Our analysis begins with General Obligations Law § 15-108 (a), which provides that: "When a release or a covenant not to sue * * * is given to one of two or more persons liable or claimed to be liable in tort for the same injury * * * it does not discharge any of the other tortfeasors from liability for the injury * * * unless its terms expressly so provide.” Significantly, a discharged party need not be specifically named or identified to be a beneficiary of a general release or covenant not to sue (see, Wells v Shearson Lehman/ Am. Express, 72 NY2d 11, 18-25). Under the express and unambiguous terms of *849the release, it is clear that Feulner—a clear tortfeasor in the underlying accident—was discharged from, all liability. Although defendant itself cannot be considered a "tortfeasor” within the meaning of the release or General Obligations Law § 15-108, nor is the instant action a tort action, the release nevertheless warrants dismissal of the complaint in this case.

Indemnification flows from a contractual relationship (see, e.g., Riviello v Waldron, 47 NY2d 297, 306). The "duty to indemnify turns not on the pleadings but on the actual facts” (Ingber v Home Ins. Co., 140 AD2d 750, 751; see, Servidone Constr. Corp. v Security Ins. Co., 64 NY2d 419, 425). By virtue of the release discharging Feulner, and therefore his estate, from all liability, defendant has no obligation to indemnify under the contract.

We reach the same result with respect to defendant’s duty to defend. Without doubt, this duty is exceedingly broader than and distinct from the duty to indemnify (see, e.g., ReddingHunter, Inc. v Aetna Cas. & Sur. Co., 206 AD2d 805, 806, lv denied 86 NY2d 709; Curtis v Nutmeg Ins. Co., 204 AD2d 833, 834, lv dismissed 84 NY2d 1027), for even where a complaint on its face fails to state a covered claim an "insurer must provide a defense if it has knowledge of facts which potentially bring the claim within the policy’s indemnity coverage” (Fitzpatrick v American Honda Motor Co., 78 NY2d 61, 66). On the other hand, even where a complaint on its face states a covered claim and issues concerning the validity of an insurer’s disclaimer remain unresolved, when the uncontroverted facts prove that no duty to indemnify exists the insurer must be relieved of its duty to defend.
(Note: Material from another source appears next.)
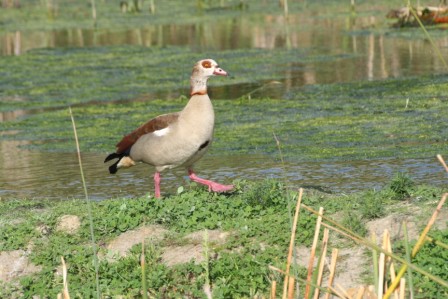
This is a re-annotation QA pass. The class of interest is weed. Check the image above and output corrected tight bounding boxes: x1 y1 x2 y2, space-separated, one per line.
394 229 448 298
389 172 415 200
359 191 385 220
An insurer has no obligation to defend an action " ' "if it could be concluded as a matter of law that there is no possible factual or legal basis on which [the insurer] might eventually be held to be obligated to indemnify [the insured] under any provision of the insurance policy” ’ ” (Jubin v St. Paul Fire & Mar. Ins. Co., 236 AD2d 712, 714, quoting Servidone Constr. Corp. v Security Ins. Co., supra, at 424 [emphasis supplied]; see, Home Mut. Ins. Co. v Lapi, 192 AD2d 927, 928). Here, because of the release, there is no possible factual or legal basis on which defendant might eventually be obligated to indemnify Feulner’s estate (see, e.g., Continental Cas. Co. v Rapid-American Corp., 80 NY2d 640, 648; Fitzpatrick v American Honda Motor Co., supra, at 66-67; Seaboard Sur. Co. v Gillette Co., 64 NY2d 304, 311-312; cf., Emery v Capital Mut. Ins. Co., 151 AD2d 854). Accordingly, we find that summary judgment was properly awarded to defendant.

*850Furthermore, we do not view the result in this case to be a collateral attack on the underlying judgment against the estate. Permitting defendant to defend the instant action by asserting the legal effect of the release on its duty to defend and indemnify in no way impairs the validity of the prior judgment (cf., Saxl v Roberts, 37 AD2d 932; Kupferman v Consolidated Research & Mfr. Corp., 459 F2d 1072). Plaintiff may still enforce that judgment against the assets, if any, of Feulner’s estate. That the estate may be insolvent is of no legal consequence to the limited contractual issues presently before this Court.

The remaining contentions raised by the parties have either been rendered academic in light of this Court’s findings or considered and determined to be without merit.

Cardona, P. J., White, Peters and Spain, JJ., concur. Ordered that the appeal from the order entered July 2, 1996 is dismissed, as academic. Ordered that the order entered July 24, 1996 is affirmed, with costs.